Banten, www.aman.or-Pembukaan Riungan Gede Kesatuan Banten Kidul (Sabaki) ke-11 telah dimulai setelah semalam pembukaan resmi oleh ketua Sabaki, Sukanta di buka di depan 1500-an peserta yang datang dari 522 komunitas adat yang datang ke wilayah Kasepuhan Citorek, berlangsung 1-3 maret 2019. Masyarakat Adat Kasepuhan Banten Kidul adalah kelompok masyarakat adat Sunda yang tinggal di Pegunungan Sanggabuana. Saat ini pemerintah menyebutnya Taman Nasional Gunung Halimun Salak wilayah yang paling banyak dihuni oleh masyarakat adat kasepuhan adalah wilayah kabupaten Lebak sebelah selatan sampai ke kabupaten Sukabumi sebelah barat dan ke bagian utara sampai ke kabupaten Bogor Jawa Barat.
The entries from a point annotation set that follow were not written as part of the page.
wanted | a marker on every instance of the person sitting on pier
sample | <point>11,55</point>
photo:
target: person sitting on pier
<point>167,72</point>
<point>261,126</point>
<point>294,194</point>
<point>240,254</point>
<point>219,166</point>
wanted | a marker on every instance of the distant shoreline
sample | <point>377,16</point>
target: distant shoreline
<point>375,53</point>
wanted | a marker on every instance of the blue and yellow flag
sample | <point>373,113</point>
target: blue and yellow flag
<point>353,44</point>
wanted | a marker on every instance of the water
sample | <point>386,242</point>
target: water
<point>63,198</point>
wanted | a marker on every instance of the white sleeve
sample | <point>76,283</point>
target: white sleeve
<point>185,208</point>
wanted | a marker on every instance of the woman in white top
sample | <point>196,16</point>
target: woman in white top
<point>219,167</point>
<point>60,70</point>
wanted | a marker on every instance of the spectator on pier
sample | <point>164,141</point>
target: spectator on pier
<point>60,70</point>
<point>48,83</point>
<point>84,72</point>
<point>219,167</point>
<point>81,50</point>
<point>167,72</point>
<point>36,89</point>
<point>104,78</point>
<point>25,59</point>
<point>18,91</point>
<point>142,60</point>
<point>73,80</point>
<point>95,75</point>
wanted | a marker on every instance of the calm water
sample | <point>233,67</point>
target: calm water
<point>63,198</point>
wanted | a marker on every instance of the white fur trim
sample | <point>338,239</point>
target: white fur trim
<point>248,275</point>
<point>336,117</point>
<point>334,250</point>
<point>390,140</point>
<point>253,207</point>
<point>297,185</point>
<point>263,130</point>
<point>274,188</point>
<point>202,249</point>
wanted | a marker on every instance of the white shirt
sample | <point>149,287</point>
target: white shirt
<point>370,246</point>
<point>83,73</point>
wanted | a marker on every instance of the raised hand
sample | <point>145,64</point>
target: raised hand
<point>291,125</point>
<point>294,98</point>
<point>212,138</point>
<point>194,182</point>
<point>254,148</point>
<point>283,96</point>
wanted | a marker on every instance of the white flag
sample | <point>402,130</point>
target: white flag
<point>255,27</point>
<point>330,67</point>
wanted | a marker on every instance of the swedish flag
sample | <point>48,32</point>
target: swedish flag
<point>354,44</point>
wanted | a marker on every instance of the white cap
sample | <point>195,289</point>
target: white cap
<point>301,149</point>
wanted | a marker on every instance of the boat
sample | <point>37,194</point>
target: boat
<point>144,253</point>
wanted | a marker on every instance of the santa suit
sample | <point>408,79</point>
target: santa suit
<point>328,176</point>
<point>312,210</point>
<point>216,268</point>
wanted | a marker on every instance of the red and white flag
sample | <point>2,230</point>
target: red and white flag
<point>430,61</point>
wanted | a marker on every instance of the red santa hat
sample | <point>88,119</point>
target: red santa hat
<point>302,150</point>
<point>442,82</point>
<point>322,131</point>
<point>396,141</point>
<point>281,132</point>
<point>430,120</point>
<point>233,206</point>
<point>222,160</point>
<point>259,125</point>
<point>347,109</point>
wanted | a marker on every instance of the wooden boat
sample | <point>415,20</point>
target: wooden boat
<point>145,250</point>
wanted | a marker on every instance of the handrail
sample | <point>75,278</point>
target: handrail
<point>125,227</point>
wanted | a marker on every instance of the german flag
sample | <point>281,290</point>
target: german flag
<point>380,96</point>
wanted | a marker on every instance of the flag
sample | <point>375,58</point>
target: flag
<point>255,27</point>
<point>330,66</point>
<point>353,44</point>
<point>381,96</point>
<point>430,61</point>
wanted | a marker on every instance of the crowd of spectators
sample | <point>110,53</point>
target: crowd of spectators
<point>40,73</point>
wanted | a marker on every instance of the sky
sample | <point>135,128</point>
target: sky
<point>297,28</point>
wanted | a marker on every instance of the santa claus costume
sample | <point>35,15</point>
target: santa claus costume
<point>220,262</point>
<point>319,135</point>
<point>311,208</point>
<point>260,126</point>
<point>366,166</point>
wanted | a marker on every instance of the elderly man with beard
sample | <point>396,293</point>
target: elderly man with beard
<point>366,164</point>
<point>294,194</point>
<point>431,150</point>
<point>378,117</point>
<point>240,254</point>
Sabaki sebagai organisasi yang diberikan mandat oleh para kasepuhan untuk memperjuangkan hak masyarakat demi terwujudnya kedaulatan Masyarakat Adat atau dikenal dengan istilah ‘Suku Sambung Badan Derma’. Istilah ini memiliki makna bahwa gerakan Sabaki harus berdasarkan pada kebutuhan nyata yang ada di masyarakat adat kasepuhan. Dalam perjalanannya, Sabaki berperan penting dalam perjuangan pengesahan Peraturan Daerah Kabupaten Lebak no. 8 tahun 2015, tentang Pengakuan, Perlindungan dan Pemberdayaan Masyarakat Adat Kasepuhan yang telah ditetapkan pada bulan Desember 2015. Namun sayangnya perda tersebut belum sepenuhnya dirasakan manfaatnya oleh Masyarakat Adat Kasepuhan.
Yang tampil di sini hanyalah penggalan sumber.